Yellen’s Economic Diplomacy Tour

Biden and Xi Discuss
Biden and Xi Discuss

This call comes ahead of Yellen’s tour of Guangzhou and Beijing, where she is scheduled to meet with the world’s second-largest economy’s financial leaders for bilateral meetings on the topic for a week – including Vice Premier He Lifeng, Chinese Central Bank Governor Yi Gang, and former Deputy Prime Minister Liu He, among others. An advisory for the upcoming tour stated that Yellen “will advocate for American workers and businesses to ensure they are treated fairly, including pressing Chinese counterparts on unfair trade practices.”

Before she visited China, Yellen had said last week that Beijing’s market was brimming with green energy that was “distorting global prices.” She said they shared their beliefs with their fellow honchos on how Beijing’s solar power, electric vehicles, and lithium-ion battery production were posing threats to global manufacturing and economic growth.

TikTok Ownership Regulation

American legislators’ frustration with TikTok’s Chinese ownership has sparked the introduction of fresh bipartisan laws. These regulations propose banning the app unless its Chinese parent company, ByteDance, sells its shares within six months of the bill becoming law. As chair of the Committee on Foreign Investment in the United States, which reviews foreign ownership of firms in the U.S., Yellen has considerable latitude to determine how the company can operate in America.

Meanwhile, Chinese leaders have set a 5% economic growth target for this year due to difficulties in the real estate sector and the lingering effects of stringent anti-virus measures during the COVID-19 pandemic. China dominates in batteries for electric vehicles, and its rapidly expanding auto industry could challenge established players worldwide.

Last year, the U.S. proposed curtailing tax credits for EV buyers if they purchase cars with battery materials from China and other countries deemed adversarial to America. Separately, the Commerce Department launched an investigation into the potential national security risks posed by Chinese car imports.


In conclusion, the recent discussion between Biden and Xi marks a significant step towards reinstating regular bilateral leader talks. Their dialogue covered critical issues such as Taiwan, AI, and the fentanyl crisis, showcasing a shared commitment to addressing pressing global challenges through cooperation. By engaging in constructive bilateral discussions, both leaders aim to foster greater understanding and collaboration between their nations.

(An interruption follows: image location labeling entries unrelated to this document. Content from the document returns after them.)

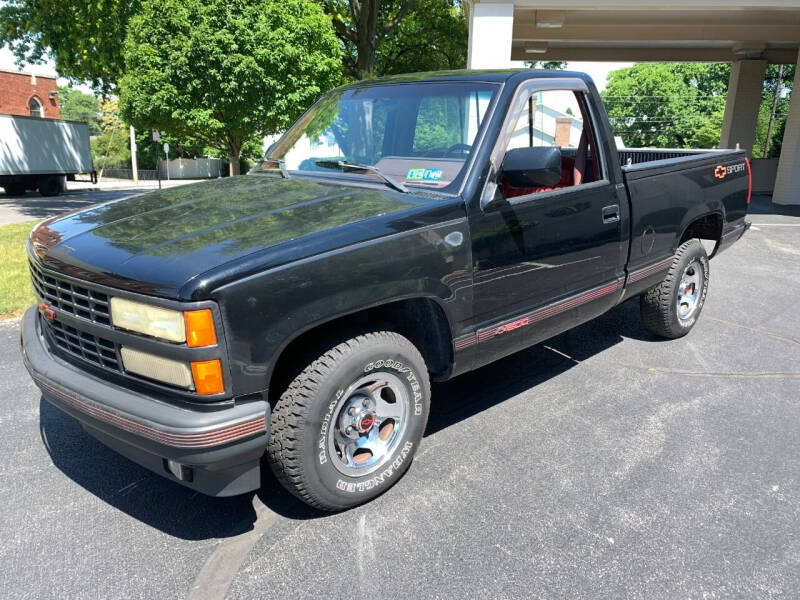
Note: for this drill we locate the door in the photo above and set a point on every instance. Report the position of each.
(546, 258)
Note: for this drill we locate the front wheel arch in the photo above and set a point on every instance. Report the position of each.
(422, 320)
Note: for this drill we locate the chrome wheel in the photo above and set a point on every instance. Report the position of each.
(689, 290)
(368, 422)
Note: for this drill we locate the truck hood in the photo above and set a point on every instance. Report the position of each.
(159, 242)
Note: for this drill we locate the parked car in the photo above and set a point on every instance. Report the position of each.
(404, 230)
(41, 154)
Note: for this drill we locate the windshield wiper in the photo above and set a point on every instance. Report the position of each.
(345, 165)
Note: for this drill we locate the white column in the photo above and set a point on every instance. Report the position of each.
(787, 182)
(741, 106)
(490, 31)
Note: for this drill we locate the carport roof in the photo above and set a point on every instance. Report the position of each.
(642, 30)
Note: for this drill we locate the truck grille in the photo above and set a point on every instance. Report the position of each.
(71, 298)
(84, 346)
(82, 302)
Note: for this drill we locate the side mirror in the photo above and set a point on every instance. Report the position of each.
(532, 167)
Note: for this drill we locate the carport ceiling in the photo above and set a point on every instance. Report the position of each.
(679, 30)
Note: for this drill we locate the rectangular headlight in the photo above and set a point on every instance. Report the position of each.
(148, 365)
(162, 323)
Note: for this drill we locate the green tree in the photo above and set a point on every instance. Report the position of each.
(666, 104)
(82, 36)
(220, 72)
(383, 37)
(111, 146)
(682, 105)
(78, 106)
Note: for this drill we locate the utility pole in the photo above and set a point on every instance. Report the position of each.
(134, 167)
(156, 138)
(776, 96)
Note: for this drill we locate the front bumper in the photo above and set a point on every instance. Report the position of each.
(220, 450)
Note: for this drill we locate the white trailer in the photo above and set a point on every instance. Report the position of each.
(42, 154)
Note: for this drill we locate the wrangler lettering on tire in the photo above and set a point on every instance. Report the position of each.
(347, 427)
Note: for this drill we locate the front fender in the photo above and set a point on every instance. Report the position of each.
(263, 313)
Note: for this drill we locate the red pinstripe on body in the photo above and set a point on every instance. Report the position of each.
(214, 437)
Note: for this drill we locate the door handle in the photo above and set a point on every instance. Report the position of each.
(611, 213)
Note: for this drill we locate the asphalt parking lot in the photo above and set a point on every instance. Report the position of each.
(602, 463)
(32, 205)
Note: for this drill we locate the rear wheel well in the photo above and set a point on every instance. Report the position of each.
(421, 320)
(708, 227)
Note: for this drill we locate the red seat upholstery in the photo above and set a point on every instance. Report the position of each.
(567, 175)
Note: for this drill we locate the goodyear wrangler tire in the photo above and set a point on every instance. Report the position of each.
(671, 308)
(346, 429)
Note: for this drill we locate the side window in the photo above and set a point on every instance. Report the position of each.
(557, 118)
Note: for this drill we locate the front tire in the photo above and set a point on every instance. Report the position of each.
(671, 308)
(346, 429)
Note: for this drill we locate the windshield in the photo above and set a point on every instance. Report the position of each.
(415, 134)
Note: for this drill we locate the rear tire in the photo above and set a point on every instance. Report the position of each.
(346, 429)
(50, 186)
(14, 190)
(671, 308)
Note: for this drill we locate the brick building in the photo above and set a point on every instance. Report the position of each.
(28, 95)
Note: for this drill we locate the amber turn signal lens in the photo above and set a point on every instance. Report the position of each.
(199, 328)
(207, 376)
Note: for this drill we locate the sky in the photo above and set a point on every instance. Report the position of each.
(597, 70)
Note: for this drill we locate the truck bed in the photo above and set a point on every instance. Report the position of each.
(669, 193)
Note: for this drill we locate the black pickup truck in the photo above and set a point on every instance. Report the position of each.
(403, 230)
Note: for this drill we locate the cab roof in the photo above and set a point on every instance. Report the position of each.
(487, 76)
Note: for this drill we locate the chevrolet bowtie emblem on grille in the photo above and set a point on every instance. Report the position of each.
(48, 314)
(40, 249)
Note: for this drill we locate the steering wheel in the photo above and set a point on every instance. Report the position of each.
(461, 148)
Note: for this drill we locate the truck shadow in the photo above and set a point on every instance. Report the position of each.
(761, 204)
(185, 514)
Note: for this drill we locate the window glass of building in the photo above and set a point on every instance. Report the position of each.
(35, 107)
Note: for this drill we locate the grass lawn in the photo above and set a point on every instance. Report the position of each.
(16, 293)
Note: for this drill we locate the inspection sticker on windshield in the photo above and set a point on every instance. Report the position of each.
(424, 175)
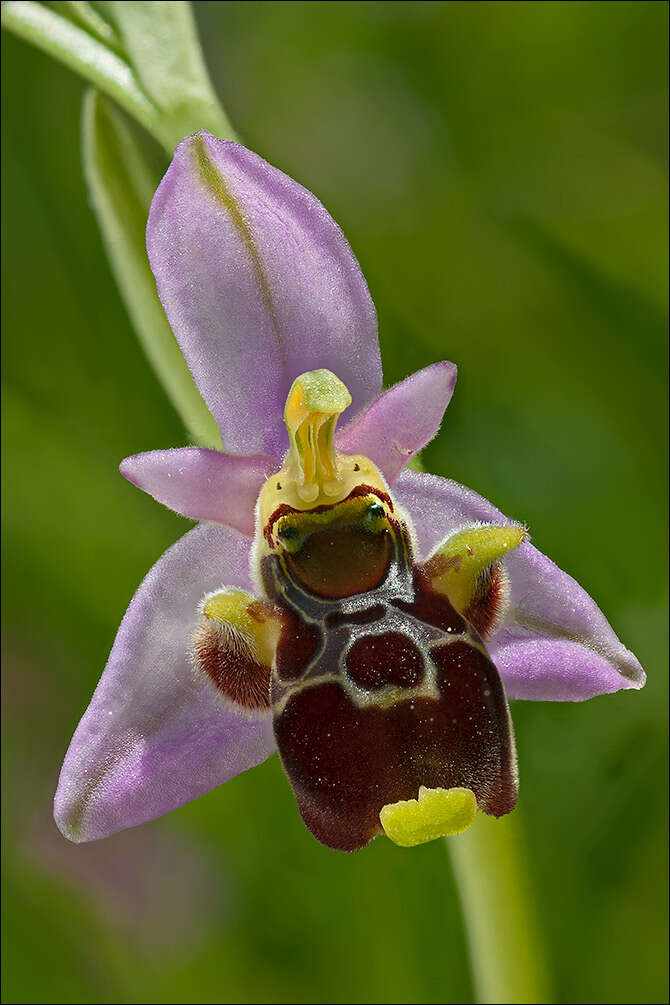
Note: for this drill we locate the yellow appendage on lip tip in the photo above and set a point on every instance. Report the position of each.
(436, 813)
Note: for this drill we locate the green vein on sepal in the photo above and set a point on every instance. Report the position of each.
(122, 184)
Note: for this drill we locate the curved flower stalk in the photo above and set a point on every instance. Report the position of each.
(267, 304)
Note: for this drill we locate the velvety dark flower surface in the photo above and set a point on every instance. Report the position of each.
(259, 286)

The emphasis on these key topics underscores the importance of maintaining open channels of communication to navigate complex geopolitical landscapes. As they push for a return to regular leader talks, Biden and Xi demonstrate a willingness to tackle sensitive issues head-on in pursuit of mutual understanding and strategic cooperation. Overall, their dialogue reflects a proactive approach to addressing shared concerns and fostering stability in the bilateral relationship.

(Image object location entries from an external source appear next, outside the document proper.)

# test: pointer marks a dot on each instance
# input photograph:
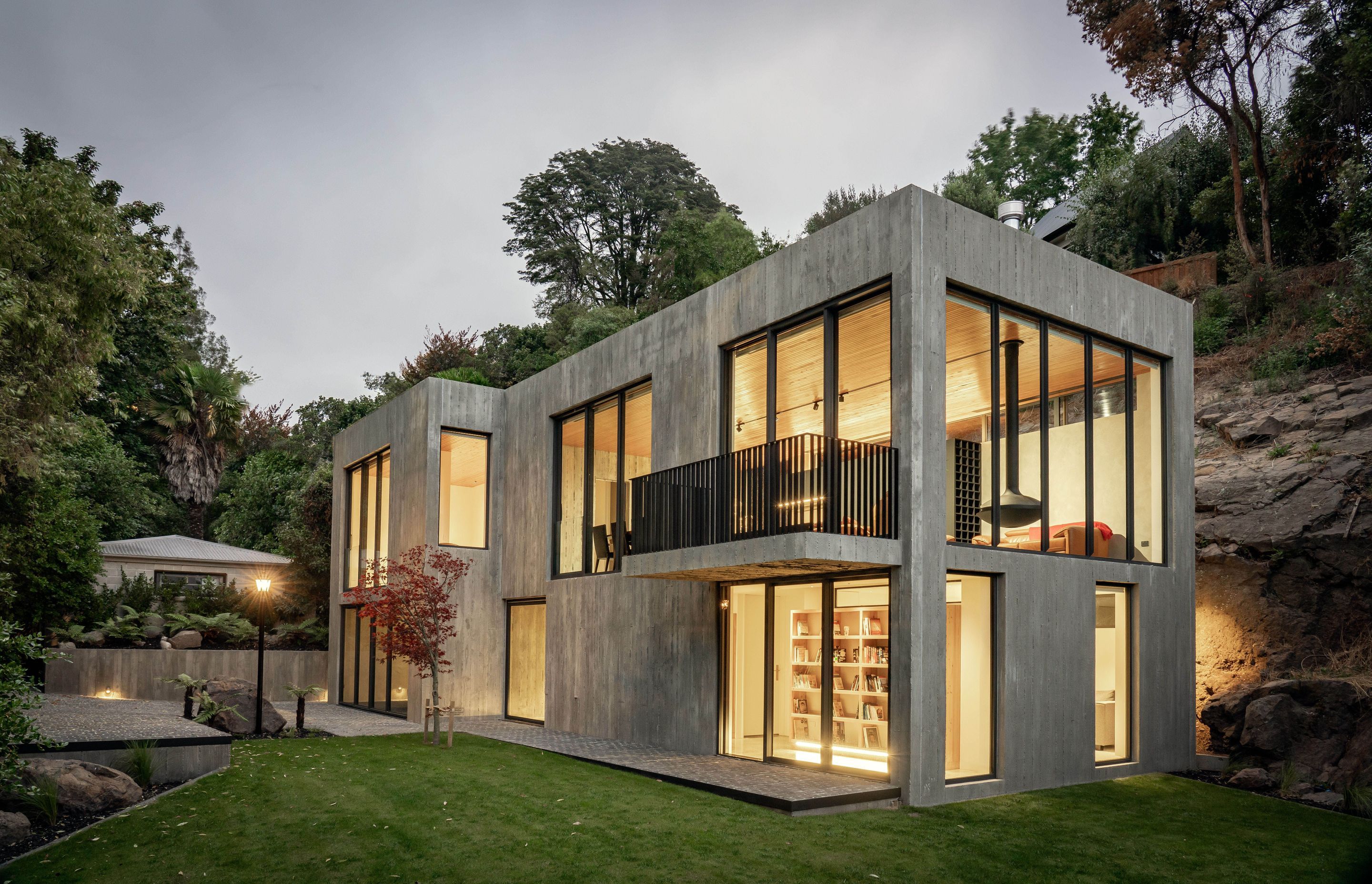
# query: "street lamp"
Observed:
(264, 593)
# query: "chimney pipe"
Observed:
(1012, 212)
(1016, 508)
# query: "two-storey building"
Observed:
(910, 499)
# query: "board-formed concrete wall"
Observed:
(638, 659)
(133, 673)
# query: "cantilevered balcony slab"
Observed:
(767, 558)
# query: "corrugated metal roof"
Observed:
(187, 548)
(1057, 219)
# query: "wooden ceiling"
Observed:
(969, 360)
(464, 458)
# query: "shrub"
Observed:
(139, 761)
(41, 801)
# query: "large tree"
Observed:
(71, 264)
(1042, 158)
(589, 226)
(197, 410)
(1219, 54)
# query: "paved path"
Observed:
(774, 785)
(90, 720)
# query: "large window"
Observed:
(1113, 674)
(808, 673)
(1049, 426)
(370, 514)
(462, 504)
(828, 374)
(599, 449)
(371, 680)
(969, 731)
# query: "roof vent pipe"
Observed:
(1012, 212)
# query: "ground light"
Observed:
(264, 585)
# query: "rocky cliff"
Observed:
(1283, 530)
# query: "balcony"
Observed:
(807, 504)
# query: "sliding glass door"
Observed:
(371, 680)
(807, 673)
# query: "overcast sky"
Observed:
(341, 169)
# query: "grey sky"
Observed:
(341, 168)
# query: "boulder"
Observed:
(1319, 725)
(1326, 799)
(86, 787)
(187, 639)
(14, 828)
(1252, 779)
(242, 695)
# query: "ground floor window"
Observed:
(526, 640)
(807, 673)
(1113, 674)
(371, 680)
(969, 728)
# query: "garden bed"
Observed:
(43, 832)
(1216, 777)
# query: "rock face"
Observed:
(1321, 725)
(14, 828)
(187, 639)
(86, 787)
(1283, 533)
(242, 695)
(1253, 779)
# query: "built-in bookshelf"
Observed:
(861, 687)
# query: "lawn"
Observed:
(381, 809)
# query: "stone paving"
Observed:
(87, 720)
(348, 723)
(777, 785)
(92, 720)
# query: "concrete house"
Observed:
(909, 500)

  1. What were the main topics discussed by Biden and Xi?

Ans:    They discussed Taiwan, artificial intelligence (AI), and fentanyl.

  1. Why did Biden and Xi hold these discussions?

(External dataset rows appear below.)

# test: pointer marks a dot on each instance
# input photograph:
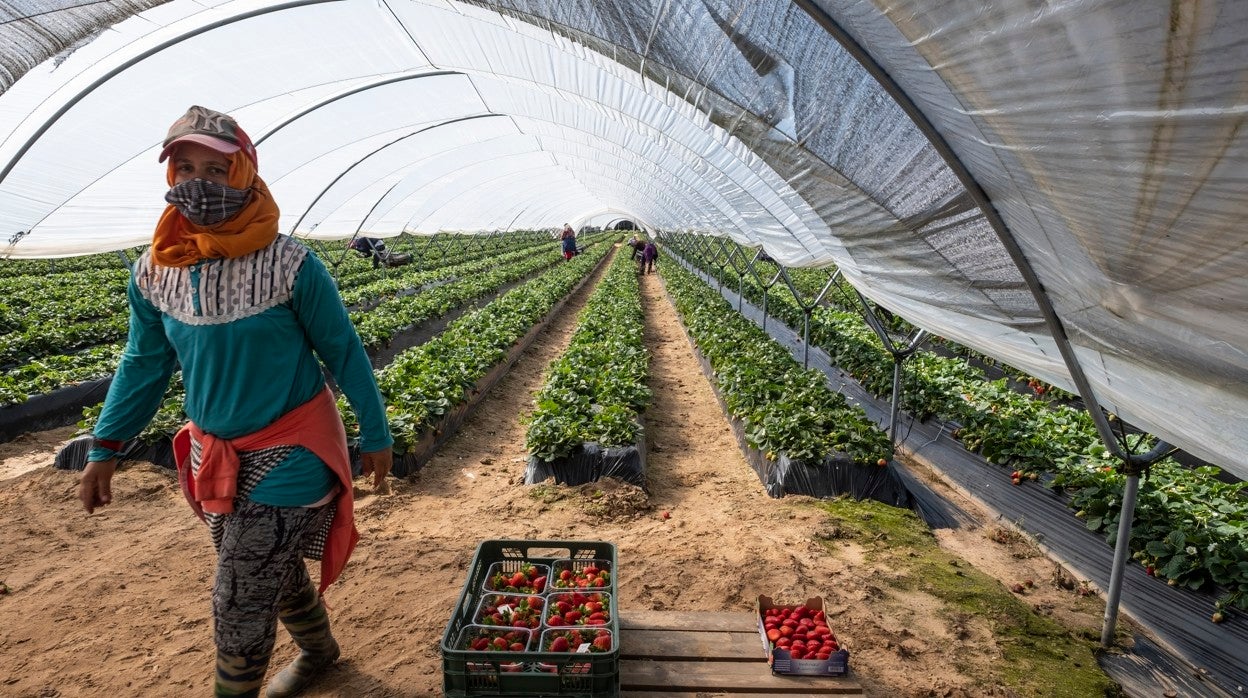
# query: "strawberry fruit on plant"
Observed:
(800, 631)
(527, 580)
(578, 608)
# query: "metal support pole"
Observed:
(805, 337)
(1132, 466)
(1121, 550)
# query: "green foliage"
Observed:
(595, 391)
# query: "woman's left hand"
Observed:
(378, 465)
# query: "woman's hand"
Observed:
(95, 488)
(378, 465)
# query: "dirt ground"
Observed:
(117, 603)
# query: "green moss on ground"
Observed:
(1040, 657)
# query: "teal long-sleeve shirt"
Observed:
(247, 334)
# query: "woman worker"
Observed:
(263, 460)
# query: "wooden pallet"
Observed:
(703, 654)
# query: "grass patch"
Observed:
(1040, 657)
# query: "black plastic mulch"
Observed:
(1196, 657)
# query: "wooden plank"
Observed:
(726, 677)
(692, 621)
(690, 646)
(723, 694)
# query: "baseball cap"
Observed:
(210, 129)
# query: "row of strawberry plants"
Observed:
(378, 325)
(597, 388)
(783, 407)
(33, 269)
(426, 382)
(43, 358)
(41, 376)
(360, 284)
(1191, 528)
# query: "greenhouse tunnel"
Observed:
(1057, 186)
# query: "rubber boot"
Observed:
(240, 677)
(308, 623)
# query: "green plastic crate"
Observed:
(543, 673)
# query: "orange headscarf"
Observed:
(177, 242)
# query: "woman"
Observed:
(569, 241)
(263, 461)
(649, 255)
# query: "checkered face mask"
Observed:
(207, 204)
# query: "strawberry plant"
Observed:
(597, 390)
(1031, 428)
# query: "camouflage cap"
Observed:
(210, 129)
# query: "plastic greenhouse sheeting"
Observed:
(967, 165)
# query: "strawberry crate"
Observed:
(819, 652)
(536, 672)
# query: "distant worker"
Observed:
(635, 245)
(649, 255)
(568, 239)
(380, 254)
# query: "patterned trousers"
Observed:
(260, 568)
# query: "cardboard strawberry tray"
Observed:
(798, 639)
(471, 667)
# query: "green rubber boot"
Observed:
(308, 623)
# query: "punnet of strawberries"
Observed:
(487, 638)
(582, 575)
(524, 578)
(578, 608)
(577, 639)
(800, 631)
(518, 611)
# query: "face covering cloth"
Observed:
(206, 204)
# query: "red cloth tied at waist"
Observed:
(316, 426)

Ans:    They aimed to resume regular leadership talks between their nations.

  1. What significance does Taiwan hold in these talks?

Ans:    Taiwan’s status and security were crucial points of discussion.

  1. Why is AI a topic of concern for both leaders?

Ans:    Both leaders addressed the promises and threats posed by new AI technologies.

  1. What is the relevance of fentanyl in the talks?

Ans:    Combatting the flow of fentanyl and its derivatives was part of the agenda.